Paraíba mantém nível de alerta para Síndrome Respiratória Grave, aponta boletim da Fiocruz

Estado apresenta incidência elevada de SRAG, enquanto especialistas alertam para aumento das internações por vírus respiratório e reforçam a importância da vacinação.

A Paraíba permanece entre os estados brasileiros com incidência de Síndrome Respiratória Aguda Grave (SRAG) em níveis de alerta, risco ou alto risco, segundo a mais recente edição do Boletim InfoGripe, divulgado nesta quinta-feira (11) pela Fundação Oswaldo Cruz (Fiocruz). A análise considera dados da Semana Epidemiológica 22, compreendida entre os dias 31 de maio e 6 de junho.

Embora o estado apresente sinais de interrupção do crescimento dos casos na tendência de longo prazo, o número de ocorrências continua elevado, mantendo a necessidade de atenção das autoridades de saúde e da população.

O levantamento aponta que o principal responsável pelo aumento das internações em várias regiões do país continua sendo o Vírus Sincicial Respiratório (VSR), especialmente entre crianças pequenas.
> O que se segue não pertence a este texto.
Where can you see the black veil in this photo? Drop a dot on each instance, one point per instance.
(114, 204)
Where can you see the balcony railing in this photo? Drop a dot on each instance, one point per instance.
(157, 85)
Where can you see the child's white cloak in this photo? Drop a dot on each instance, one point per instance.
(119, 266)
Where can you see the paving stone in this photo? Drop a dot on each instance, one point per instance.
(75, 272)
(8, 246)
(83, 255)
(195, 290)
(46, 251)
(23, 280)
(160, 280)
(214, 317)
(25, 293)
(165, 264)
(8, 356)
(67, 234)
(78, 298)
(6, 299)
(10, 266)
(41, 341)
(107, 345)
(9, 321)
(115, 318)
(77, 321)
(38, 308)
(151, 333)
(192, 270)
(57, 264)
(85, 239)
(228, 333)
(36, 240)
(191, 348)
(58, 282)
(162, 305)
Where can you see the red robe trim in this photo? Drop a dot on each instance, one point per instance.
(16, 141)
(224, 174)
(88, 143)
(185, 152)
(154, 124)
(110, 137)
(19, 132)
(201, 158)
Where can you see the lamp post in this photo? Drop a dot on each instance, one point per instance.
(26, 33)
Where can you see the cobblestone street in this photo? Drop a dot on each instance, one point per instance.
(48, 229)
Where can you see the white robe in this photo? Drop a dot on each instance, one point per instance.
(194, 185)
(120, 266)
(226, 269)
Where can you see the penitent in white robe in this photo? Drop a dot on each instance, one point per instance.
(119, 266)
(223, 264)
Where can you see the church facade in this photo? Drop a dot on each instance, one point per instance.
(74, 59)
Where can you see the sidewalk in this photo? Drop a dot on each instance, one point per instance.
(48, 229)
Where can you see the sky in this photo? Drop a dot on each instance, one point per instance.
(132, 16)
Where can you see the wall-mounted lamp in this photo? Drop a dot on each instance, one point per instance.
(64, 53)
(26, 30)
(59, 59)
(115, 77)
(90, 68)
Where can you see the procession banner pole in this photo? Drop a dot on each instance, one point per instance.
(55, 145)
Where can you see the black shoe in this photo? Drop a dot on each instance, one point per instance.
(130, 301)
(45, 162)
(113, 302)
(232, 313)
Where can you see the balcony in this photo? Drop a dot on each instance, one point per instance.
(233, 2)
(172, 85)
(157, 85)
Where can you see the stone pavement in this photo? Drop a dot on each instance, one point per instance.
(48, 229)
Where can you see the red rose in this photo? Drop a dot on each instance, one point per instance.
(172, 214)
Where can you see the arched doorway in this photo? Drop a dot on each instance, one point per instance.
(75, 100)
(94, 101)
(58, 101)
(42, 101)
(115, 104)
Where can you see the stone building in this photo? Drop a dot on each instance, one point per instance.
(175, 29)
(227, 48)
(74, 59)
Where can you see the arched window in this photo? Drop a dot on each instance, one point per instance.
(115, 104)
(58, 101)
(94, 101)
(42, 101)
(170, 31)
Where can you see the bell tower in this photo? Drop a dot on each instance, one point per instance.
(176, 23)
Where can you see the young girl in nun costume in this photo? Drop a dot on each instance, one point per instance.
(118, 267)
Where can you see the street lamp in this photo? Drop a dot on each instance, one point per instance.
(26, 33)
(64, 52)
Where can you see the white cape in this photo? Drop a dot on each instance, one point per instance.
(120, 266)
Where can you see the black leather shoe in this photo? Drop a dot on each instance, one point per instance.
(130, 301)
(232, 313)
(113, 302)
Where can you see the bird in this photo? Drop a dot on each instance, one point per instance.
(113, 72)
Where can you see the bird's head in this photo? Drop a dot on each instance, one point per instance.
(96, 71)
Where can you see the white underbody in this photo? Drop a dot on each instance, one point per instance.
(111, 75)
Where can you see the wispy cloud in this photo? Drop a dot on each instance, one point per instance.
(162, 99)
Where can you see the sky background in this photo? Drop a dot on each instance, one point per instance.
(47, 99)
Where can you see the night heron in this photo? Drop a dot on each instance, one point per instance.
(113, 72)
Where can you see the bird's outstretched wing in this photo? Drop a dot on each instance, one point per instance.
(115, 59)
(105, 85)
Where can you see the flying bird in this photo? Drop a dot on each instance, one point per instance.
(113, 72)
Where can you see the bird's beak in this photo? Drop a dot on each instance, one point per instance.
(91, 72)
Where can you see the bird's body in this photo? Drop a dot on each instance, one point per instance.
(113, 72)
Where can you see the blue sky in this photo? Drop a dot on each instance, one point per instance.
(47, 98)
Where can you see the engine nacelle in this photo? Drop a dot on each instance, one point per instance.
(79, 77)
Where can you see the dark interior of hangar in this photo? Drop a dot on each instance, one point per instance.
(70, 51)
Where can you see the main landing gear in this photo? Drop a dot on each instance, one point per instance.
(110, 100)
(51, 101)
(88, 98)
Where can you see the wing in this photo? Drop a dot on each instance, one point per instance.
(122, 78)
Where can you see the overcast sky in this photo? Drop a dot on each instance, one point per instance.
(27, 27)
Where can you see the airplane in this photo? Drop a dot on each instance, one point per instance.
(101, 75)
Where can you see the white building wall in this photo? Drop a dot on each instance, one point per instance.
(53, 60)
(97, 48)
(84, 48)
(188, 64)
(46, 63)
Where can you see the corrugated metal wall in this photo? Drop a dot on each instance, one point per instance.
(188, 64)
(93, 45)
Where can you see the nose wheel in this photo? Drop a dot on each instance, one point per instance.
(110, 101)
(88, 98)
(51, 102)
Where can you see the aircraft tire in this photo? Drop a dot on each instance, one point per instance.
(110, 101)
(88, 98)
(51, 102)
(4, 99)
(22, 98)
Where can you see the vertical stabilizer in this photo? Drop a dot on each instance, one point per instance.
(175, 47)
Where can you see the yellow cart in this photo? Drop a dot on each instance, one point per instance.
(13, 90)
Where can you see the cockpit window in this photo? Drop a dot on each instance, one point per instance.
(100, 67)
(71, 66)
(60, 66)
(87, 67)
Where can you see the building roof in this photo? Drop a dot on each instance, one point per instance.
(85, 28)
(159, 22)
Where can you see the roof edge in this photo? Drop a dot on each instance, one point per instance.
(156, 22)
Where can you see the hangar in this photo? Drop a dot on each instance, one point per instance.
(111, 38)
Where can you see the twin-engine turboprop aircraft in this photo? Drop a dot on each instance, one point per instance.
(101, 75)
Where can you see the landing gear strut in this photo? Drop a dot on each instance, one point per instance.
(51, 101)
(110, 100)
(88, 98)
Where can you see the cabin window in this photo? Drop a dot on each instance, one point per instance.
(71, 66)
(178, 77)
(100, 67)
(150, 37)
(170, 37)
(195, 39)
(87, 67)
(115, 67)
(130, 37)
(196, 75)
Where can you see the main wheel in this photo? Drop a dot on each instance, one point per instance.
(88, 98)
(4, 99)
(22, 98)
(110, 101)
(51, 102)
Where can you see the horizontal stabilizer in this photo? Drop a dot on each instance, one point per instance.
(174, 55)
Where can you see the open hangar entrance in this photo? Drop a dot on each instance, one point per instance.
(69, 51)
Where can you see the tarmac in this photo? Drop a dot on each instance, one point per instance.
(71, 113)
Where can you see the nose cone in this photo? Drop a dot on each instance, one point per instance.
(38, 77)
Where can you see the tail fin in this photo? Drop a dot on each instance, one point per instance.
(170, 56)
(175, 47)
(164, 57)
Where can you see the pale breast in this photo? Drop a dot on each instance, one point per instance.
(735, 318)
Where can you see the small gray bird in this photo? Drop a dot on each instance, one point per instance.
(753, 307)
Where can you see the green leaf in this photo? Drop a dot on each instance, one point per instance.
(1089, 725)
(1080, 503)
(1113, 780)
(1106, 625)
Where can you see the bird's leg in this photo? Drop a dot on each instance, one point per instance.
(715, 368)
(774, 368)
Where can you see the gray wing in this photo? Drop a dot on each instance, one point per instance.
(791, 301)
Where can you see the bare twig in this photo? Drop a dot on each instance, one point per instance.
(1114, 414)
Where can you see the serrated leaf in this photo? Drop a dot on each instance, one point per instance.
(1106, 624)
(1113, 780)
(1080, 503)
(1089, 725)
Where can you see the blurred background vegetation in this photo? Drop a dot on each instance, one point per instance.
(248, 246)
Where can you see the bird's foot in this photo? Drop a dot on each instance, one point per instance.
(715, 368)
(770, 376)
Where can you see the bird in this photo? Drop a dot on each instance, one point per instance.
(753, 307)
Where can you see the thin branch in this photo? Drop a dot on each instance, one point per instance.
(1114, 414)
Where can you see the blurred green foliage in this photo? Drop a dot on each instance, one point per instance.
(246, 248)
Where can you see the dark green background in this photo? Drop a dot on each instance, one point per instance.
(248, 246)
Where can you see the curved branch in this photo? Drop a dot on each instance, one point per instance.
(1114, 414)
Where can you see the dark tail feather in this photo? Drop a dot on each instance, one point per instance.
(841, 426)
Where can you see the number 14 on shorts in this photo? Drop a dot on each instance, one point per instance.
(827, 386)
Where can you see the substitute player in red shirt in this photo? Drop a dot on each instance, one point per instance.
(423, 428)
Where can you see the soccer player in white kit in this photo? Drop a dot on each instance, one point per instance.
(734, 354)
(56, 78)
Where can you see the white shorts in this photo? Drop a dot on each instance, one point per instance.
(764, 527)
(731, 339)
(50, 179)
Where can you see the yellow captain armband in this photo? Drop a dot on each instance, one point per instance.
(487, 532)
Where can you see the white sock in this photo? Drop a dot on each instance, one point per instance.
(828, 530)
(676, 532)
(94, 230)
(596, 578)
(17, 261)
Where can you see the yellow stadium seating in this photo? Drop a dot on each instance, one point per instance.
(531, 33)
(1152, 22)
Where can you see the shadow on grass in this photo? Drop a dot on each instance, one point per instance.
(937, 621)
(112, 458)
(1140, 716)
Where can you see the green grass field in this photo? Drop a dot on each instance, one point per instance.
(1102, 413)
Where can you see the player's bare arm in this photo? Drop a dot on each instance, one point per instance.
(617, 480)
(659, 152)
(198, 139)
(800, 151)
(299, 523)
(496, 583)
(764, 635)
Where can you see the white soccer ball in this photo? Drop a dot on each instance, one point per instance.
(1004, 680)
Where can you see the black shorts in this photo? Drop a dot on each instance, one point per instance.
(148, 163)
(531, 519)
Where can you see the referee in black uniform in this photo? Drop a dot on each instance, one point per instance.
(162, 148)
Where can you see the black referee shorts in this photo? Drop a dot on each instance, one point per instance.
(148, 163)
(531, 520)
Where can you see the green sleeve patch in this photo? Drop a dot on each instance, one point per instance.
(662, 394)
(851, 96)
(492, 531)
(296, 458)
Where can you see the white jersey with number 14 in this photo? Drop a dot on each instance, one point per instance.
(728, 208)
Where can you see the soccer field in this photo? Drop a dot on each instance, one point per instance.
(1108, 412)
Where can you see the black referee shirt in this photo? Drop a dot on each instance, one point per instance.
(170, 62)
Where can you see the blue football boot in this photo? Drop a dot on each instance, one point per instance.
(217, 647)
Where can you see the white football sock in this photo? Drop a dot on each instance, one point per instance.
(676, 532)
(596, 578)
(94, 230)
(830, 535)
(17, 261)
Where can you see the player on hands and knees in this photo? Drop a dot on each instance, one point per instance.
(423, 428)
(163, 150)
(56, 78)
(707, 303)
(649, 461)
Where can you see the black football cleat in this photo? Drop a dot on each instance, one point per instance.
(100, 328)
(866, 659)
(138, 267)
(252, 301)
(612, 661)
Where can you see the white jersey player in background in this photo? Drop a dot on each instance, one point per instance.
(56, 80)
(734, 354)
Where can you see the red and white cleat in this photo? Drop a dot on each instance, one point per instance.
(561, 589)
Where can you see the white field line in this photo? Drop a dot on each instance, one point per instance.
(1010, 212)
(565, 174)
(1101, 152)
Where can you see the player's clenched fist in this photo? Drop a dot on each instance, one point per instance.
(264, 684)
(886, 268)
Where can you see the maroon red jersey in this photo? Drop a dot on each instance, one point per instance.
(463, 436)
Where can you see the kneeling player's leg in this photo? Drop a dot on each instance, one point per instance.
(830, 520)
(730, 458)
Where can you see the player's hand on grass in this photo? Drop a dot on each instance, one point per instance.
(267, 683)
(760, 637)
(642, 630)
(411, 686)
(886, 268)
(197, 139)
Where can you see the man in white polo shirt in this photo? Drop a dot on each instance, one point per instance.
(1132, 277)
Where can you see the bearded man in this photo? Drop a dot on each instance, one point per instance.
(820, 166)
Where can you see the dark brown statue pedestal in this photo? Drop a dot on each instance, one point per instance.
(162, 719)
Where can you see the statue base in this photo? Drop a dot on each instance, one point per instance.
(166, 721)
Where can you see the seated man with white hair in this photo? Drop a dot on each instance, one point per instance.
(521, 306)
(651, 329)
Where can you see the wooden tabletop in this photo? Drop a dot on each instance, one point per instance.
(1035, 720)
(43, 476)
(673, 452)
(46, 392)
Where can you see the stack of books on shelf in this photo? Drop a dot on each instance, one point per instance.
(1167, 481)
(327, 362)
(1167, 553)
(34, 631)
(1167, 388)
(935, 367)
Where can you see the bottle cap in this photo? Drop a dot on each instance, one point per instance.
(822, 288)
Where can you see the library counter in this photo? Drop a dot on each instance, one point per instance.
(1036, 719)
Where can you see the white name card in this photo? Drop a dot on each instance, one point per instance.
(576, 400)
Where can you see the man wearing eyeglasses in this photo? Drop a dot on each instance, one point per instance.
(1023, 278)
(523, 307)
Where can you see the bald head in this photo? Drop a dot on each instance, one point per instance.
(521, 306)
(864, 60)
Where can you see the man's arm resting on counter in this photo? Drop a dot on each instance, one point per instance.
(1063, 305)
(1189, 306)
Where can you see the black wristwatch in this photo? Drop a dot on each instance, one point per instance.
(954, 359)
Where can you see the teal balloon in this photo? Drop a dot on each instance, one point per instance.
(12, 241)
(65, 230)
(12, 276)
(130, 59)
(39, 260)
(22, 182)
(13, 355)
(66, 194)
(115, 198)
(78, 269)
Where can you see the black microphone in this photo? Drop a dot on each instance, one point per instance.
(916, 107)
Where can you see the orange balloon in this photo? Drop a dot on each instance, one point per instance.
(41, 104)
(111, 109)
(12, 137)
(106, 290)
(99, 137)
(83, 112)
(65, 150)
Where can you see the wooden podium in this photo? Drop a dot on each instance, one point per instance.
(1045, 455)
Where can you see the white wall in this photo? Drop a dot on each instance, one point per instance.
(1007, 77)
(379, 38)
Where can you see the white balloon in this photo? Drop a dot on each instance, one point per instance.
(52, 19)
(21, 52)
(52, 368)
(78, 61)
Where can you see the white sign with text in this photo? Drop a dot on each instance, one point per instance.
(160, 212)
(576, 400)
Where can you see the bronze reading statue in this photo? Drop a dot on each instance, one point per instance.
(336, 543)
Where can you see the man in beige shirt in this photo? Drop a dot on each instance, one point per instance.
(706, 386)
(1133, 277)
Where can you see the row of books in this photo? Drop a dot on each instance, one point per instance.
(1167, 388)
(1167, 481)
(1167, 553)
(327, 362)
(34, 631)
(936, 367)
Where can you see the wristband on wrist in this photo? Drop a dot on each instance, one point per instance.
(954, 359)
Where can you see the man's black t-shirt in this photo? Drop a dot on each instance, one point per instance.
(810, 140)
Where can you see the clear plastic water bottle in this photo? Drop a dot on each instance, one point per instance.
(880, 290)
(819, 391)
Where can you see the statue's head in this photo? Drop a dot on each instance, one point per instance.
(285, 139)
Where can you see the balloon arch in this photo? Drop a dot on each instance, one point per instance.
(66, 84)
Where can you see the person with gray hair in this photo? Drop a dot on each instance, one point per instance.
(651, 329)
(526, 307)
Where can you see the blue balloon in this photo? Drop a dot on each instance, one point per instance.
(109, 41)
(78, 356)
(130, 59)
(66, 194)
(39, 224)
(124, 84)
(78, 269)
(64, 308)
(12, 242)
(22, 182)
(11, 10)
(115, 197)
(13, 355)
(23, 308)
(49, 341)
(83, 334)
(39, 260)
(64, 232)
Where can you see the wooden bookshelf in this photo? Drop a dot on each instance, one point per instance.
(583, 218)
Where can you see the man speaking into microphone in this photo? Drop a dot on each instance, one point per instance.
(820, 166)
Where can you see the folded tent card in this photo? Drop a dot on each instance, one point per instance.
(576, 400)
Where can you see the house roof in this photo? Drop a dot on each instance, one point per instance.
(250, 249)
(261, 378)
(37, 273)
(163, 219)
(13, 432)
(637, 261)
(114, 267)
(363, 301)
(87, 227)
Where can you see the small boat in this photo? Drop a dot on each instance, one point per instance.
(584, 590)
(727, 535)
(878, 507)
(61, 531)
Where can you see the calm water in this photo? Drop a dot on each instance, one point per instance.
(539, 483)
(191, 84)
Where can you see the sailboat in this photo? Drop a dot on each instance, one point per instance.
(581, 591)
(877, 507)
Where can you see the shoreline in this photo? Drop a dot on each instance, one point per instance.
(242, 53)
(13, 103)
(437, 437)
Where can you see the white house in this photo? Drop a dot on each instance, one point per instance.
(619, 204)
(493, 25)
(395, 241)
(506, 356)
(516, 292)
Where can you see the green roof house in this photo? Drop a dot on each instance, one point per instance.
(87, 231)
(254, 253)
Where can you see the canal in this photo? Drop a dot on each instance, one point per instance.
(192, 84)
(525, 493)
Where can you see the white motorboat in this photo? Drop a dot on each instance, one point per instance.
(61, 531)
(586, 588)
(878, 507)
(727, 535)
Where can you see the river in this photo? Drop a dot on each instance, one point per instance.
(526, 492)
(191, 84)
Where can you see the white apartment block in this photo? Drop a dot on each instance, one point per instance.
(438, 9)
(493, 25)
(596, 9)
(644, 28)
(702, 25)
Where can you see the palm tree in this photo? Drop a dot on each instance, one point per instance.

Em algumas localidades, também foi observado crescimento dos casos relacionados à influenza A e à influenza B.

De acordo com o InfoGripe, a Paraíba integra o grupo de 12 unidades da Federação que ainda registram incidência elevada de SRAG, mesmo sem apresentar crescimento sustentado nas últimas semanas. Entre os estados nessa condição também estão Bahia, Ceará, Distrito Federal, Espírito Santo, Goiás, Maranhão, Mato Grosso, Mato Grosso do Sul, Minas Gerais, Rio de Janeiro e Amazonas.

Em João Pessoa, o cenário segue semelhante. A capital paraibana aparece entre as cidades brasileiras que registram incidência de SRAG em níveis de alerta, risco ou alto risco, mas sem sinais de aumento na tendência de longo prazo. A situação é monitorada de perto pelas autoridades sanitárias.

Segundo a pesquisadora Tatiana Portella, integrante do Programa InfoGripe e do Programa de Computação Científica da Fiocruz, medidas simples continuam sendo fundamentais para reduzir a circulação dos vírus respiratórios.

Entre as recomendações estão a higienização frequente das mãos, o uso de máscaras em unidades de saúde e ambientes fechados com pouca ventilação, além do isolamento de pessoas com sintomas gripais sempre que possível. Quando o isolamento não puder ser realizado, a orientação é utilizar máscaras de maior proteção, como os modelos N95 ou PFF2.

A especialista também reforça a importância da vacinação para os grupos prioritários. Segundo ela, a imunização contra influenza e VSR reduz significativamente o risco de evolução para formas graves da doença e diminui a possibilidade de internações e óbitos.

Os dados nacionais mostram que, entre os casos positivos registrados em 2026, 33,1% foram associados ao Vírus Sincicial Respiratório, 32,5% ao rinovírus, 24,4% à influenza A, 3,1% à influenza B e 5,7% à Covid-19.

Nas últimas quatro semanas epidemiológicas, o VSR respondeu por quase metade dos casos positivos de SRAG, representando 49,6% das ocorrências confirmadas laboratorialmente.

Em relação aos óbitos, a influenza A permanece como o vírus mais associado às mortes por SRAG em 2026, respondendo por 41,9% dos casos positivos. Também aparecem entre as principais causas o Sars-CoV-2 (21%), o rinovírus (20,4%) e o Vírus Sincicial Respiratório (9,1%).

Desde o início do ano epidemiológico de 2026, o Brasil registrou 82.544 casos de Síndrome Respiratória Aguda Grave e 3.591 óbitos relacionados à doença. Desse total, 1.641 mortes tiveram confirmação laboratorial para algum vírus respiratório.

A Fiocruz alerta que o aumento dos casos entre crianças de até quatro anos continua sendo impulsionado principalmente pelo Vírus Sincicial Respiratório, enquanto o rinovírus tem predominado entre crianças maiores e adolescentes. Já entre jovens, adultos e idosos, os casos graves têm sido associados principalmente à influenza A.

Diante do cenário, especialistas reforçam a necessidade de manter a vacinação atualizada, buscar atendimento médico diante de sintomas persistentes e adotar medidas preventivas para reduzir a transmissão dos vírus respiratórios, especialmente entre os grupos mais vulneráveis.